Não sei de onde tirei tanta energia
e entendimento. Agora, viúva, sozinha (por opção), quieta no meu canto, e com a
vida razoavelmente estável, sinto os eflúvios do Espírito à minha volta. Olho
para trás e Ele me diz: “Você chegou. Você chegou até aqui. Você ainda esta de
pé. Eu te ponho de pé todos os dias”.
Do centro da minha alma vejo a chama
divina agir em toda parte. Esta luz que age em nós, quando nos deixamos domar.
"Solte os remos!", diz sempre padre Edvaldo. “Solte os remos!”,
repito com ele. Deixemos Deus comandar o barco da nossa vida. Deixemos o
Espírito agir e atuar em
nós. A Providência Divina existe e comprovei isso com meus
próprios olhos.
Fico feliz quando encontro alguém em
quem presencio esta clareza espiritual que anima e eleva! Sempre digo que andar
nos santos caminhos não significa renunciar à alegria, ao amor, à felicidade,
às coisas lindas da vida.
A felicidade completa é uma utopia.
No decorrer da existência, há perdas, doenças, luto, dor, sofrimento. Nada dura
para sempre. Nós mesmos vamos envelhecendo e vem a decrepitude... Nada é fácil.

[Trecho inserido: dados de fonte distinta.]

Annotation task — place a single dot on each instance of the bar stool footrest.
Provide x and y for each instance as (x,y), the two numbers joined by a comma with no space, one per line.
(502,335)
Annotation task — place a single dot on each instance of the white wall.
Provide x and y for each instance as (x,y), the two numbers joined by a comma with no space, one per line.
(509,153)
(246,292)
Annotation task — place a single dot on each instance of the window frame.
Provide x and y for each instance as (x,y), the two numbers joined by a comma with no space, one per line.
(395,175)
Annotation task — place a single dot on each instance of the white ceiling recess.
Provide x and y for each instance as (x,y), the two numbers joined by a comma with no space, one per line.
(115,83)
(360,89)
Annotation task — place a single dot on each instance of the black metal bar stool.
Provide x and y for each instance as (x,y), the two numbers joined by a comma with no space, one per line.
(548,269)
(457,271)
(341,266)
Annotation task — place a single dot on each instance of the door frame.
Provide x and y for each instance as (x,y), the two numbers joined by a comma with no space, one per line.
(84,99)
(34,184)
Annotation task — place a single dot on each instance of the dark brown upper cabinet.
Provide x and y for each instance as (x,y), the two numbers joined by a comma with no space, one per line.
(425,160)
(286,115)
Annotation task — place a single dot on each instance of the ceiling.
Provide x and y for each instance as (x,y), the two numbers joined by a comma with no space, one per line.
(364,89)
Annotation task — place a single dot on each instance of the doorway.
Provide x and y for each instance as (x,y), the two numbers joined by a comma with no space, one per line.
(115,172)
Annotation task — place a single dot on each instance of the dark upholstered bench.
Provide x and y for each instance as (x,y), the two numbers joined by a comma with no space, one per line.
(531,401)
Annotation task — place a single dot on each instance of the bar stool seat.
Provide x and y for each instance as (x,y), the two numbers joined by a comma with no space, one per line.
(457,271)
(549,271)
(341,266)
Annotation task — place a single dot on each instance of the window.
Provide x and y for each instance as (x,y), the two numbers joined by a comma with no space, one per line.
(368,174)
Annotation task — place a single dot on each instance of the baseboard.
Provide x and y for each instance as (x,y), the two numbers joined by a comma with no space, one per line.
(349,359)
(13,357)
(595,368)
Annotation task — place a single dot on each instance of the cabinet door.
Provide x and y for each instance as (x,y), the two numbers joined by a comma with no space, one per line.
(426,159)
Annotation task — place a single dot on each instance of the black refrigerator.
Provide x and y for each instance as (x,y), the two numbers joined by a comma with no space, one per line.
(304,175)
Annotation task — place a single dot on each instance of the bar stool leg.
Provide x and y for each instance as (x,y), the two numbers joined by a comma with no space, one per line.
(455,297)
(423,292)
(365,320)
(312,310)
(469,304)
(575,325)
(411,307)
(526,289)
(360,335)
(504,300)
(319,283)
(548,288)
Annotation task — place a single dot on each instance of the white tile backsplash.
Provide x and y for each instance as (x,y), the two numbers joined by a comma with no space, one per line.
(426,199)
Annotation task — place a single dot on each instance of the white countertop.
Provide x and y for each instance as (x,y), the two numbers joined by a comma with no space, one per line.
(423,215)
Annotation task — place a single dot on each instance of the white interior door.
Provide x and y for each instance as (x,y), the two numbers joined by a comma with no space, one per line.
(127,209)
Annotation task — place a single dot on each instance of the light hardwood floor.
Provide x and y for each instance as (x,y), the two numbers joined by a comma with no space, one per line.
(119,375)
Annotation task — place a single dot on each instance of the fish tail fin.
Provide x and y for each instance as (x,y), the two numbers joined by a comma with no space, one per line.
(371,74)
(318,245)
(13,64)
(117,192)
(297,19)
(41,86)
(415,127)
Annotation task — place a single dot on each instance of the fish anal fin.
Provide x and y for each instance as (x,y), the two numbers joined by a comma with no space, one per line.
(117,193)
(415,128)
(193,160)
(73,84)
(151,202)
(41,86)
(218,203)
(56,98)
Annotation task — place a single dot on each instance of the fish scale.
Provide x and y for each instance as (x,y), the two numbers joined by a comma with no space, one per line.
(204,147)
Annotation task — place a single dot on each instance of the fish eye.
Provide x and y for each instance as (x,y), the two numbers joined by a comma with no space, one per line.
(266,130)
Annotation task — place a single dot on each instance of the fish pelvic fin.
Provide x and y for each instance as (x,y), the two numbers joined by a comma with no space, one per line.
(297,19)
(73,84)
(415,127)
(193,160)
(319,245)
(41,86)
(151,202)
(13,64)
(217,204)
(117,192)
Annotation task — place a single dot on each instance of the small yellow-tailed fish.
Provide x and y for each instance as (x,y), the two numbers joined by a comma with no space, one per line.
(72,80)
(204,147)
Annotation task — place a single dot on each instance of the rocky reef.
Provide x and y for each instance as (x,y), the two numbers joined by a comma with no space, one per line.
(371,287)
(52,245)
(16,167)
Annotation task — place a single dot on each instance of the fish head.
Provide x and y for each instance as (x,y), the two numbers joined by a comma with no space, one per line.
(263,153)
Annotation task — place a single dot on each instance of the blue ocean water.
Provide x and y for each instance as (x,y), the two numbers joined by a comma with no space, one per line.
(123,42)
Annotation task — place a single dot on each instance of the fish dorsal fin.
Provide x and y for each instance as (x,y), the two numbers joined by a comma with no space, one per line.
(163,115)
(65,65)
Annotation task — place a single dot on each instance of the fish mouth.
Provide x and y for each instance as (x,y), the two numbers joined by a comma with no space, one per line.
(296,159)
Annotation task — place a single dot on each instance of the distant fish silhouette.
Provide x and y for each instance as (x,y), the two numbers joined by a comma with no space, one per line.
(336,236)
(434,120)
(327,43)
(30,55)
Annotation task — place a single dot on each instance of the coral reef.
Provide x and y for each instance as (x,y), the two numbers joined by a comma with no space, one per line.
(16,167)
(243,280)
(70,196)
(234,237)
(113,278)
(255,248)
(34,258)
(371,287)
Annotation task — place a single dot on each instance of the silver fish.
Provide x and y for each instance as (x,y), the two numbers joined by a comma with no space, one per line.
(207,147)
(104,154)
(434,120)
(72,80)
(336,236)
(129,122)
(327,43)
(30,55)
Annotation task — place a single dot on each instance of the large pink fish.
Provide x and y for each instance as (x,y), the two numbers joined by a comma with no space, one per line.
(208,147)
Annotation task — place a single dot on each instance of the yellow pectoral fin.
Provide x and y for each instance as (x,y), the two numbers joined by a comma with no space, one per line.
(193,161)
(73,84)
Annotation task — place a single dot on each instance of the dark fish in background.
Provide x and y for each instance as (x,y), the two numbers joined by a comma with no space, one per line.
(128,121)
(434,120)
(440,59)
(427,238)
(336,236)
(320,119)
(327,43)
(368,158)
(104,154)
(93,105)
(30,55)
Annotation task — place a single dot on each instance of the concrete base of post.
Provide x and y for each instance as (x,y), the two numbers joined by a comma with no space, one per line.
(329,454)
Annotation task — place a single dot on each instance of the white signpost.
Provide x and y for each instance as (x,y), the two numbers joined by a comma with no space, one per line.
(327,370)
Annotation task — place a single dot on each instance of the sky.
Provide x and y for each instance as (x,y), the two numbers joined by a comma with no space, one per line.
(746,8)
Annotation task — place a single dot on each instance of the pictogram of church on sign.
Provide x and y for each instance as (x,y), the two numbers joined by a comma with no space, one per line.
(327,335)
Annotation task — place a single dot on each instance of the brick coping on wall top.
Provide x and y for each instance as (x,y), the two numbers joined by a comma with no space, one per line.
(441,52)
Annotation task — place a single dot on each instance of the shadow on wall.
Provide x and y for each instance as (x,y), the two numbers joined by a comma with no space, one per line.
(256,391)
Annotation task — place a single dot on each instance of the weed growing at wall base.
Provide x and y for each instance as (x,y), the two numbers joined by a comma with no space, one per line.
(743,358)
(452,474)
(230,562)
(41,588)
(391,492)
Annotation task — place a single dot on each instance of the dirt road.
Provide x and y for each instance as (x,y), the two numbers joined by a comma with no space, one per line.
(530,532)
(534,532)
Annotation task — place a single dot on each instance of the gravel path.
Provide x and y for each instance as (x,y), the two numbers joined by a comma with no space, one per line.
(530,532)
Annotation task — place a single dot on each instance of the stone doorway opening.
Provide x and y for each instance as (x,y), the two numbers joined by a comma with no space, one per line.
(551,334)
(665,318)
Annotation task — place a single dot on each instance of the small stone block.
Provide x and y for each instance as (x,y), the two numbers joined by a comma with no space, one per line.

Não existe uma fórmula mágica para a vida. Filhos não vêm com bula. Casamentos
se desfazem. As separações são sofridas.
E é preciso aprender tudo. Uma aprendizagem que jamais termina, pois há novas
lições todos os dias. Feliz de quem as aprende com a beleza bíblica da
Sabedoria!
Lá, no centro da minha alma, faço
conjecturas. Inferências. Busco o discernimento necessário para algumas
questões relevantes. O centro da minha alma está à espera. Algo grandioso
deverá vir até nós, num momento fatal. E será belo, sobretudo para os que
esperam em Deus.
Os tempos são trepidantes. Vemos a
glória do mundo e vemos sua decadência todos os dias. Por vezes, somos pegos de surpresa. O santo
padre renunciou e haverá um conclave para eleger um novo papa. No ar, rumores
do fim dos tempos. Será?
Que o centro de nossa alma nos traga
o justo equilíbrio, a lucidez necessária para atravessarmos com serenidade o
que possa vir à frente. Nada nos perturbe ou nos tire a paz, nada nos assuste,
como dizia Santa Tereza d´Avila. Sabemos que “a paciência tudo alcança” e que
nossa alma precisa desta bela lição de amor.